On a separate but intersecting track, Cosgrove is also developing a new material that can serve as a scaffold on which the multiplying muscle stem cells can thrive. Cosgrove has created tiny, biodegradable beads that can serve as a protective capsule for the cells and can be injected directly into diseased muscle tissues. Studies in mice have shown that stem cells injected this way can migrate within a given muscle and replenish its stem cells. Ultimately, the goal, Cosgrove says, is for these two approaches to complement each other: the cocktail of factors creates enough muscle stem cells to make a difference when injected into a patient, and the beads serve as a specialized delivery system for those cells.

Emily Laurilliard, a first-year Ph.D. student in the lab, says she was drawn in part to Cosgrove’s work because she had worked with biomaterials as an undergraduate. She’s intrigued by the prospect of bridging biomaterials, engineering and stem cells.

“Our body has these little pockets of these adult stem cells that have this great potential, which is really exciting,” Laurilliard says. “It’s kind of cool that our bodies have this built-in way to heal itself.”

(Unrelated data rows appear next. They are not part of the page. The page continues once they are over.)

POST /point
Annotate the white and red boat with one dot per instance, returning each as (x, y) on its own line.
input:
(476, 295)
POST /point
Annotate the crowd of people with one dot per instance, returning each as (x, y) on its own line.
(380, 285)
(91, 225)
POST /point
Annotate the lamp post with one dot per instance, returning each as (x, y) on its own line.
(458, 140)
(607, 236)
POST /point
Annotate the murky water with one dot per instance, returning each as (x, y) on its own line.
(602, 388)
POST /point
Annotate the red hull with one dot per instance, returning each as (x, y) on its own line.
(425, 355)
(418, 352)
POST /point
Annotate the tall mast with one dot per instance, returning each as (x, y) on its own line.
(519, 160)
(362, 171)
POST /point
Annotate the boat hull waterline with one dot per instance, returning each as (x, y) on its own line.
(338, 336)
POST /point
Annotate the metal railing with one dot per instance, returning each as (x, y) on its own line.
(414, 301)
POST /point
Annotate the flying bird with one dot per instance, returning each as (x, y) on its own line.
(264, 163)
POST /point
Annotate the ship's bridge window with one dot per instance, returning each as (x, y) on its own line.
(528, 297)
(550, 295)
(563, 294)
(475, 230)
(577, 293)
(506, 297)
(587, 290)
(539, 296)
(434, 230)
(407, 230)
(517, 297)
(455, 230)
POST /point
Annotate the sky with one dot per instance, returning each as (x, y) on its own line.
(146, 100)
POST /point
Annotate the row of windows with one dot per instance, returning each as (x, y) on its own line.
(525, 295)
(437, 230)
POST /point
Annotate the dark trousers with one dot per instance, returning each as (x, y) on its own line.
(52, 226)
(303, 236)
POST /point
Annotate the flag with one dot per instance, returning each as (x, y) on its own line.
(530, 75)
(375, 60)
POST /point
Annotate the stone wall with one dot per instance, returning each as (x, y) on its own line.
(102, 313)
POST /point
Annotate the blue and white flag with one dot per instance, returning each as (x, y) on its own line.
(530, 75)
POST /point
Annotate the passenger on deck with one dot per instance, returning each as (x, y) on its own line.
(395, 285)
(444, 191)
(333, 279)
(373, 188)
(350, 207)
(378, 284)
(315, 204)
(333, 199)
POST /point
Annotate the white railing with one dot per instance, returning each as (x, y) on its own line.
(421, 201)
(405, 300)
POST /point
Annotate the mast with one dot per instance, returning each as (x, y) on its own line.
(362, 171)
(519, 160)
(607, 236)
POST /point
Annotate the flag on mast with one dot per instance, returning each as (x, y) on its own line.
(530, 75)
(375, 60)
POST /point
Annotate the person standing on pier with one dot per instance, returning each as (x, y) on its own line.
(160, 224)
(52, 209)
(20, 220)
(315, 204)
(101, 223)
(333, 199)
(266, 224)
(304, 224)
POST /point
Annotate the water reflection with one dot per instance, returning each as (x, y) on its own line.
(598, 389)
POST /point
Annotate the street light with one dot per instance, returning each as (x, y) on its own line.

Emily Laurilliard in the lab
Emily Laurilliard, biomedical engineering Ph.D. candidate, engineers muscle stem cell culture devices.
Paula Fraczek, an undergraduate biomedical engineering major in Cosgrove’s lab, works on a specific part of the signaling pathway to see how it fits into the broader decision-making process of muscle stem cells. “Engineering is basically just the manipulation of nature to get it to do what you want,” she says, which is how a friend of hers summed it up. “That’s exactly what we’re doing here. There are systems in place to heal muscle tissue and actually get it to work properly. And sometimes it just needs that little bit of a push,” Fraczek says.

While the work in his lab is promising, Cosgrove cautions that the use of this research in humans is still a long way off—likely a decade or more, after the engineering is worked out and the eventual treatments go through the regulatory process. But eventually, “if we can understand how the cells are thinking in their complicated environments,” Cosgrove says, “we can engineer better therapies.”